Here we will discuss the underlying assumptions of the Independent t-test and explain how to interpret the results of the t-test. There are a number of assumptions that need to be met before performing an Independent t-test:
- The dependent variable (the variable of interest) needs a continuous scale (i.e., the data needs to be at either an interval or ratio measurement). An example of a continuous dependent variable might be the weight of an athlete. Their weight could be anywhere between 50 and 70 kilograms.
- The independent variable needs to have two independent groups with two levels. An example of this independent variable could be regional vs metropolitan Australians.
- The data should have independence of observations. More specifically, there shouldn’t be the same participants in both groups.
- The dependent variable should be normally or near-to-normally distributed for each group. It is worth noting that the t-test is robust for minor violations in normality, however, if your data is very non-normal, it might be worth using a non-parametric test or bootstrapping (see later chapters for more information).
- There should be no spurious outliers.
- The data must have homogeneity of variances. This assumption can be tested using Levene’s test for homogeneity of variances in the statistics package which is shown in the output included in the next chapter.
Independent T-test Interpretation
The order of interpreting test statistics can be important and there are multiple test statistics to interpret within the Independent Groups T-test output.
Keep in mind that we are examining two groups of individuals – In this example, we are looking at metropolitan versus regional Australians. The dependent or outcome variable is mental distress.

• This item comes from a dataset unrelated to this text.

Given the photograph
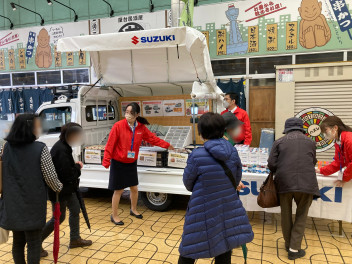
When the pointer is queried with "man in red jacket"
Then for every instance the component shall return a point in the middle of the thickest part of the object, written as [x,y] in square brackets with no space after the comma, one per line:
[230,103]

And here we have the output from the T-test.
You will need to click on the below link to access the output:
Green: Levene’s test
Red: Test statistics
Blue: Means and standard deviations
Green: The first thing you should examine is Levene’s test. If this test is nonsignificant, that means you have homogeneity of variance between the two groups on the dependent or outcome variable. If Levene’s test is significant, this means that the two groups did not show homogeneity of variance on the dependent or outcome variable. In our example, Levene’s test is nonsignificant so we can move on to the statistics for the tests under the condition of equal variances assumed.
You should notice that there are two lines or rows of statistics given in the output. The first row, which we are using, provides statistics for the tests under the condition of equal variances assumed. The second row, which we are not using, provides statistics for the tests under the condition of equal variances not assumed.
Red: The next thing you should look at is the t value, the degrees of freedom, and the p value statistics in the first or top row of the output. The p-value of .024 shows that there is a significant difference in levels of mental distress reported by metropolitan and regional Australians. If we look at the mean scores, we can tell that regional Australians reported higher levels of mental distress (38.867) than the Australians who live in major cities (35.904).
You will also notice that there is a 95% CI presented, which is a 95% Confidence Interval of the difference. This CI has a lower limit at -5.525 and an upper limit at -.401. Because the CI does not include 0 we can infer that the difference between the two groups does exist in the population.
Blue: Next, make sure you have a look at the mean, standard deviation, and sample size (N) for both groups. You can get the effect size (Cohen’s D) by using an effect size calculator.
You may find an effect size calculator here: https://www.socscistatistics.com/effectsize/default3.aspx
If you enter the mean, standard deviation, and sample size for both groups, you should get a Cohen’s D of .239.
Independent T-test Write-Up
You will need to report the Means and SD for each group, along with the t test statistic (t), its p value, and its effect size d.
It is common in many formats to round your decimal places to two. Therefore, a Write-Up for an Independent T-test should look like this:
An independent samples t-test showed that the metropolitan sample (M = 35.90, SD = 12.10) reported lower levels of mental distress (t=-2.27, p=.024, d=.24) than the regional sample (M = 38.87, SD = 12.69).